La niñera del multimillonario es la madre sustituta

Capítulo 1

Las ruedas del jet chirriaron contra la pista mientras las nubes de tormenta engullían el cielo. El viento golpeaba el fuselaje de metal, y en el momento en que se desplegaron las escaleras, el señor Sebastian Morris salió.

El conductor corrió hacia él con un paraguas, gritando por encima de la creciente tormenta:

—¡Señor, el clima está empeorando!

—Eso lo puedo ver —murmuró Sebastian, apretando la mandíbula—. Abre la maldita puerta.

Sebastian se deslizó en el asiento trasero, sacando ya su teléfono.

—A casa —ordenó Sebastian, antes de que el chofer siquiera cerrara la puerta.

La lluvia se deslizaba por los cristales mientras su voz adquiría un tono seco y profesional.

—No, yo aterrizo esta noche. Sí, dile a Hong que posponga la reunión. Yo me encargaré de la fusión personalmente…

Las puertas de la mansión se abrieron antes de que el coche siquiera llegara a ellas.

Dentro, el señor Morris caminó con paso firme hacia el vestíbulo, aún en llamada, hasta que el sonido de pasos rápidos resonó por el pasillo.

—¡Señor…! ¡Hay algo que usted debería saber! —corrió hacia él su mayordomo.
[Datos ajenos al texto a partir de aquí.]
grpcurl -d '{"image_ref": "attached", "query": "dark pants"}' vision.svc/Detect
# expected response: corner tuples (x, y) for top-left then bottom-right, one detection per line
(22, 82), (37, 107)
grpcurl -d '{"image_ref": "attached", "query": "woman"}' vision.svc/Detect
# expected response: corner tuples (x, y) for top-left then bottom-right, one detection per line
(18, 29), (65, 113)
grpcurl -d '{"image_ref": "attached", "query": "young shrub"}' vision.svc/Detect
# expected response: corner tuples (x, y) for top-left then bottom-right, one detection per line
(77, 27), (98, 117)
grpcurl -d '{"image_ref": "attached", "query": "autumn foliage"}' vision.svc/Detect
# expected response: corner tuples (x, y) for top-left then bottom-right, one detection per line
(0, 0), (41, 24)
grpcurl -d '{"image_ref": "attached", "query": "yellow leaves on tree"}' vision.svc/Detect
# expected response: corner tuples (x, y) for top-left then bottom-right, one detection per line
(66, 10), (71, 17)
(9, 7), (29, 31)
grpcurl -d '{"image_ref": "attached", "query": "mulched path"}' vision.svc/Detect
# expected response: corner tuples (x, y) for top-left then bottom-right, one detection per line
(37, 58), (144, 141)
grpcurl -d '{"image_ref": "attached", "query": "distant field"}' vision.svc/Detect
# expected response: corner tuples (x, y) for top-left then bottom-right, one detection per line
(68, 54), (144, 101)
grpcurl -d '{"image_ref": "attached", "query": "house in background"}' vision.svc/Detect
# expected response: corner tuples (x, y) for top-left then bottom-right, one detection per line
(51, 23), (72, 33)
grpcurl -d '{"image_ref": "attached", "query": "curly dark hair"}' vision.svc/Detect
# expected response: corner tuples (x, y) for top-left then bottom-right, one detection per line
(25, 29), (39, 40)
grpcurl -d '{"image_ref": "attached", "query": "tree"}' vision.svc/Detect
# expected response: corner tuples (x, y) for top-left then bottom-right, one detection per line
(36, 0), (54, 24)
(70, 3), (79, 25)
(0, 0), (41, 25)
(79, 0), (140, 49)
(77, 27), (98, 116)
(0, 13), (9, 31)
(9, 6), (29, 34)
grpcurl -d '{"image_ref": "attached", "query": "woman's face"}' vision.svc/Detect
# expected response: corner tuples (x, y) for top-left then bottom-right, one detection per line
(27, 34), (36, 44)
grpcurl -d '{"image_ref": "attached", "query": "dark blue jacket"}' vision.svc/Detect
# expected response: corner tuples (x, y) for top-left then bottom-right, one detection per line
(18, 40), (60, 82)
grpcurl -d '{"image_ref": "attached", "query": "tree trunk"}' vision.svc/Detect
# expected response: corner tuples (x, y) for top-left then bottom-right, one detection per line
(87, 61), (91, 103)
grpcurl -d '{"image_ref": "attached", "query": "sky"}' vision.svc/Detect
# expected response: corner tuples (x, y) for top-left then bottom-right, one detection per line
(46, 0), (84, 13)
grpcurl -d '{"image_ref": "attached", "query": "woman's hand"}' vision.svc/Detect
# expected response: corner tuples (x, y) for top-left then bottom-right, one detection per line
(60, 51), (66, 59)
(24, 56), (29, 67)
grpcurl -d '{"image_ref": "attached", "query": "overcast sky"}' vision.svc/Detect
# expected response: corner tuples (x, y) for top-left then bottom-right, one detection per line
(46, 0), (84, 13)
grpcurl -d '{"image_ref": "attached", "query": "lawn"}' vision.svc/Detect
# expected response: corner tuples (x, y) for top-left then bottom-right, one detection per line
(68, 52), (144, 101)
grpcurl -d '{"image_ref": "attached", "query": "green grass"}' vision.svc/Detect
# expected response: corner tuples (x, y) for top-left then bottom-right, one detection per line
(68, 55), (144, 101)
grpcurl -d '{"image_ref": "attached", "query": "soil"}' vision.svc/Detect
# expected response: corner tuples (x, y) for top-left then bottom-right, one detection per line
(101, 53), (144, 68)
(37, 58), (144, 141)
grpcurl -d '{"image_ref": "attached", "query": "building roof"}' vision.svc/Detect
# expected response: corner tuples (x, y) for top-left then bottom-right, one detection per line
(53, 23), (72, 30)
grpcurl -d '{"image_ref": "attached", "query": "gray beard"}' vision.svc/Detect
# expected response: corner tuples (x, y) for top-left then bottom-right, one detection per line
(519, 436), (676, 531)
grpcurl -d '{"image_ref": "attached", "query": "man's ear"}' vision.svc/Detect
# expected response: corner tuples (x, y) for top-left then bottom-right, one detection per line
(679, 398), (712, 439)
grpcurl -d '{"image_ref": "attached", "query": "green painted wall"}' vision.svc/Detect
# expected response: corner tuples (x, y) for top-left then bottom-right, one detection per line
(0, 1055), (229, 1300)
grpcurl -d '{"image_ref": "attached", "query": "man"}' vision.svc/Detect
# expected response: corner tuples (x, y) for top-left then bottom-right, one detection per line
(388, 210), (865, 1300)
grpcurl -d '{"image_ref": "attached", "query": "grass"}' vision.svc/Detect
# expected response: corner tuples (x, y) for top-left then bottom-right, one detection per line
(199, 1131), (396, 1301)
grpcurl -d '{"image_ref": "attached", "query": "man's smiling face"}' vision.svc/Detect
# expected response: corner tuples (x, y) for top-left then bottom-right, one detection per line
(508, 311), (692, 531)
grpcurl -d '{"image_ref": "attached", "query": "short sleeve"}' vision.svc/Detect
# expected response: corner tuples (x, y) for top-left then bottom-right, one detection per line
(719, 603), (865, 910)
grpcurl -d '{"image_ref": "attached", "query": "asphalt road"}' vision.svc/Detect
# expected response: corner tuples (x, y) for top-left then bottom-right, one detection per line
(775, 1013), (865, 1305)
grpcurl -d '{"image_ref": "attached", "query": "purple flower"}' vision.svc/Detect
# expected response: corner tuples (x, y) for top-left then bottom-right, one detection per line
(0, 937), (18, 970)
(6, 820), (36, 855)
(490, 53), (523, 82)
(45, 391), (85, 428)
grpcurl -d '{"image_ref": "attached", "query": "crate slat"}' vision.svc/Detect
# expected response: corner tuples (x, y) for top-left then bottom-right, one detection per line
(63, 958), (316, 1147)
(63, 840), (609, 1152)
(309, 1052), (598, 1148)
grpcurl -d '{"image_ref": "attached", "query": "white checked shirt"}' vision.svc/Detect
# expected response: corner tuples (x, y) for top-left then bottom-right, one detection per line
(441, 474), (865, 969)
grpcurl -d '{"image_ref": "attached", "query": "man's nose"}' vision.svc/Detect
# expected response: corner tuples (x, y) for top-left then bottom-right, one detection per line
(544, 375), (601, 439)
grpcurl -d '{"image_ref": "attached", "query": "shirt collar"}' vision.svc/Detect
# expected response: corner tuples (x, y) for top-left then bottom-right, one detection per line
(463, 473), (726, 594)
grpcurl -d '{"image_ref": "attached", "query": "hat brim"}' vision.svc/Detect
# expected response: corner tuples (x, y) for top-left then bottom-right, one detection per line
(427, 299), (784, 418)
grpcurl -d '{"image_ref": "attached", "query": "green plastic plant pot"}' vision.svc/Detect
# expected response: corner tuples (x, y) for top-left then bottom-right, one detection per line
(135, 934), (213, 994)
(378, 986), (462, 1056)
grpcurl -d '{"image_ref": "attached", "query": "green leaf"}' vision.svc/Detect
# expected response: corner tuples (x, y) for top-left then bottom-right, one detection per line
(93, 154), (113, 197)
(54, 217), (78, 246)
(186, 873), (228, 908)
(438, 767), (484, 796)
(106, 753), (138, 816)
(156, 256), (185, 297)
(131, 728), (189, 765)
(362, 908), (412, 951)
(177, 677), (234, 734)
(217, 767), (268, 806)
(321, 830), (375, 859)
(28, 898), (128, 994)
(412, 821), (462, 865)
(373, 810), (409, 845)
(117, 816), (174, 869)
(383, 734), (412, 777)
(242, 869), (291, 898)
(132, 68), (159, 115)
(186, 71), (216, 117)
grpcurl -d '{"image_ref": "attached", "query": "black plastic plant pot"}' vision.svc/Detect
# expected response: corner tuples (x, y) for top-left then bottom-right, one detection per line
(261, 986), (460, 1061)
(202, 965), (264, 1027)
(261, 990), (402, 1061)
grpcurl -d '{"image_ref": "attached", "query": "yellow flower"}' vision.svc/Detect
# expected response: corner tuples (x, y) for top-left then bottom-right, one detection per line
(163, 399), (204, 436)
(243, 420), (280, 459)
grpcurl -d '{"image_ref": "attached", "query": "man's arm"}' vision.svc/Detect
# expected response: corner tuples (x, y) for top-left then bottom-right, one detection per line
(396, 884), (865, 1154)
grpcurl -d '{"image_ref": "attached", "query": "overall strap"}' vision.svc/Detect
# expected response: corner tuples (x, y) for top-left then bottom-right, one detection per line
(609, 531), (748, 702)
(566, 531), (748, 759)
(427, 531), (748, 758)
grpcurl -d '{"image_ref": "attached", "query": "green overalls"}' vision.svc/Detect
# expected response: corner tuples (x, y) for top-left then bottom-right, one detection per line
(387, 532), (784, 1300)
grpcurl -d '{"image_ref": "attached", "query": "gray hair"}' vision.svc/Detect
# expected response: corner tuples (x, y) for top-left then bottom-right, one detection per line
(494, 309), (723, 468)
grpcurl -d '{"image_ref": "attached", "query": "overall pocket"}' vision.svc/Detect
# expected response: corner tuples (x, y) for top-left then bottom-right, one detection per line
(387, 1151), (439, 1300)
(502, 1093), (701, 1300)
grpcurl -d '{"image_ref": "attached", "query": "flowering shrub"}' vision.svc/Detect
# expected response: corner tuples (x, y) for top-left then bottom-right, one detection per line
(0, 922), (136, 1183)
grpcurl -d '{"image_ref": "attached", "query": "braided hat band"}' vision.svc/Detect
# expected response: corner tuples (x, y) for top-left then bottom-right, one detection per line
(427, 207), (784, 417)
Las cejas de Sebastian se fruncieron.

—¿Qué sucede?

—Señor Morris… —su garganta se movió al hablar—. La madre de tus hijos ha fallecido.

La mano de Sebastian tembló. Cortó su llamada y se tomó unos segundos para procesar la noticia.

—¿Qué? ¿Ella… murió? Esto es… esto es muy desafortunado. ¿Acaso no te pedí que organizaras la mejor instalación? La mejor.

—Lo hicimos, señor. Hicimos todo lo que pudimos —dijo el mayordomo, bajando la mirada—. Pero las complicaciones… se salieron de control. Ella perdió mucha sangre en los cuatro días posteriores al parto.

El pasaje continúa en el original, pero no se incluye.